Les tests de dépistage courts de la démence proviennent d’une limitation très humaine: le manque de temps. Dans un environnement social et sanitaire soumis à des demandes croissantes et à des ressources limitées, l’efficacité de l’utilisation du temps des médecins est devenue une nécessité. Il existe de nombreux tests qui se sont avérés efficaces dans la détection précoce de la démence et le choix de l’un par rapport à l’autre peut être influencé par le cadre de travail et l’expertise de chaque professionnel. Il est conseillé aux professionnels de se familiariser avec un petit nombre de tests afin de devenir plus habiles dans leur utilisation et de prendre conscience des avantages et des limites de chacun. En fonction du temps de consultation et du niveau de soins, nous formulons les recommandations suivantes:

  • Cliniques de soins primaires (temps moyen 5–10min).
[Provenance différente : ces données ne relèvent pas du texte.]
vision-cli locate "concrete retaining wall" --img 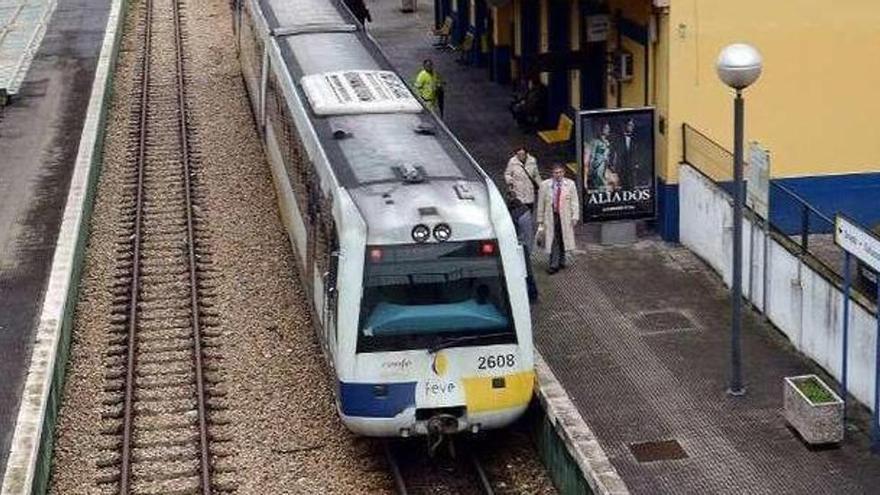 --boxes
[679,164,877,414]
[532,350,629,495]
[0,0,127,495]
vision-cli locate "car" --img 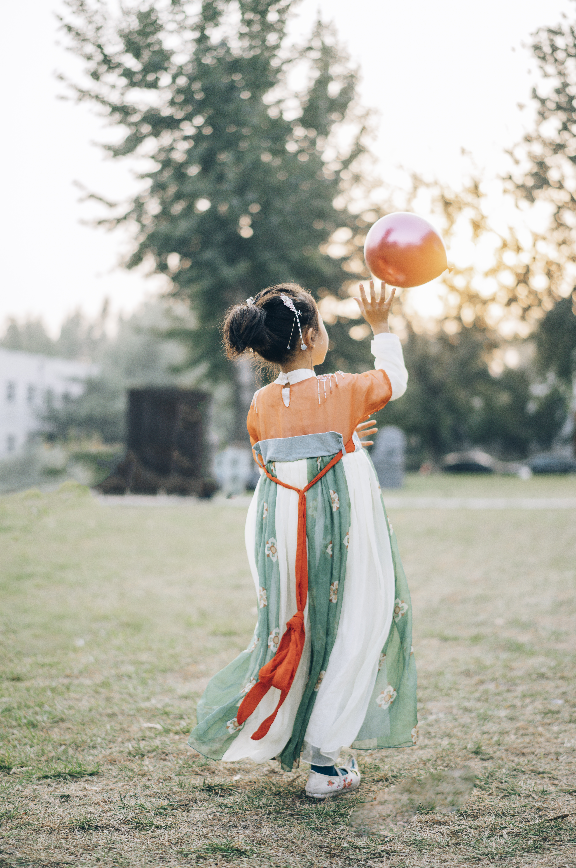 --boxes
[440,449,497,473]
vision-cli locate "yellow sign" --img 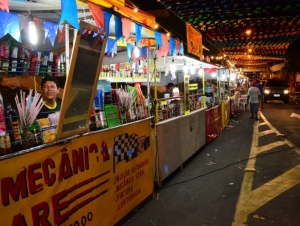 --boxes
[186,23,204,60]
[0,121,153,226]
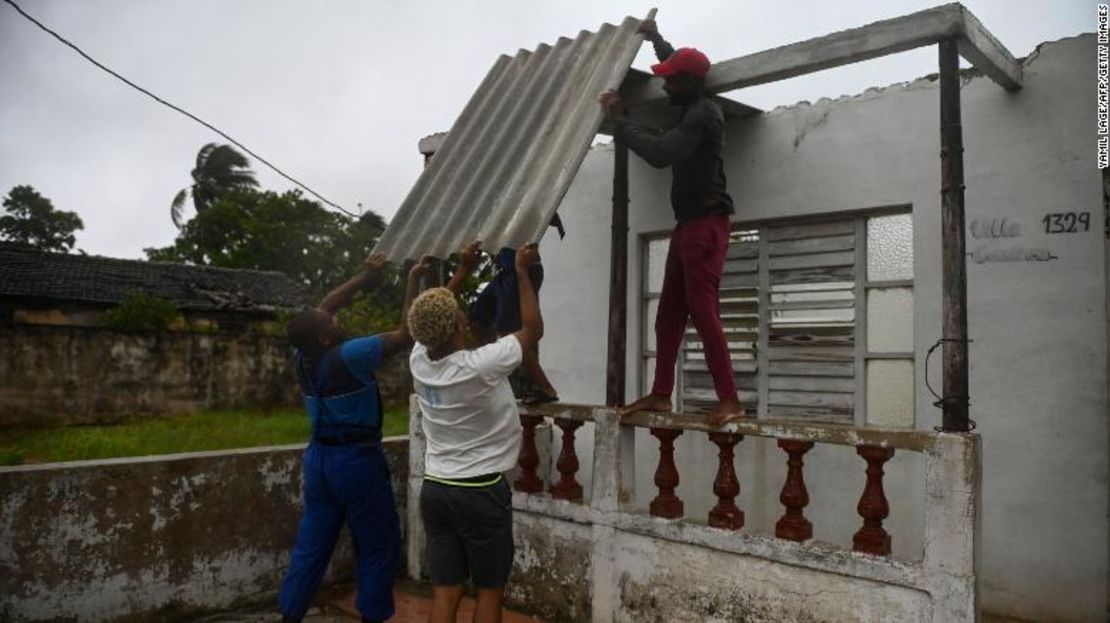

Deux tests très courts, le MIS et le Phototest, ont démontré des performances exceptionnelles avec un temps d’administration inférieur à 5min, ce qui les rend les plus appropriés à notre avis. Dans une situation idéale, par exemple, si du personnel de santé de soutien est disponible, il serait très utile d’associer un questionnaire informateur ou une échelle fonctionnelle, qui fournirait des informations complémentaires dans les soins primaires car il serait capable de détecter les limitations liées à d’autres maladies dont souffre le patient. Avec cette évaluation, les cas négatifs peuvent être distingués des cas positifs ou douteux, ce qui nécessiterait une orientation vers des soins spécialisés.

  • Cliniques de soins spécialisés (temps moyen 10-25min). Dans ce contexte, des batteries neuropsychologiques courtes qui explorent plusieurs domaines cognitifs sont plus recommandées, telles que le test de 7 minutes, l’ACE-R, ou complètent le MMSE avec des tâches qui évaluent les fonctions exécutives, par exemple le Test de dessin d’horloge ou la maîtrise verbale phonétique. La recommandation d’utiliser une échelle fonctionnelle est maintenue.

  • Cliniques spécialisées pour troubles cognitifs. Pour les cas typiques, une évaluation similaire à celle des soins spécialisés peut suffire. Les cas douteux et atypiques, ou ceux suspectés d’implication focale bénéficieront d’un examen neuropsychologique formel.

La possibilité souhaitée de voir apparaître dans les années à venir de nouveaux traitements capables de modifier l’évolution de la maladie dégénérative associée à la démence rendra d’autant plus importante la disponibilité de bons outils de dépistage.

Conflit d’intérêts

Alberto Villarejo a reçu des honoraires pour des activités académiques et de conseil de Pfizer, Eisai, Novartis, Grunenthal et Janssen Cilag. Veronica Puertas-Martín a reçu une aide à la recherche de Novartis et Lundbeck, Esteve.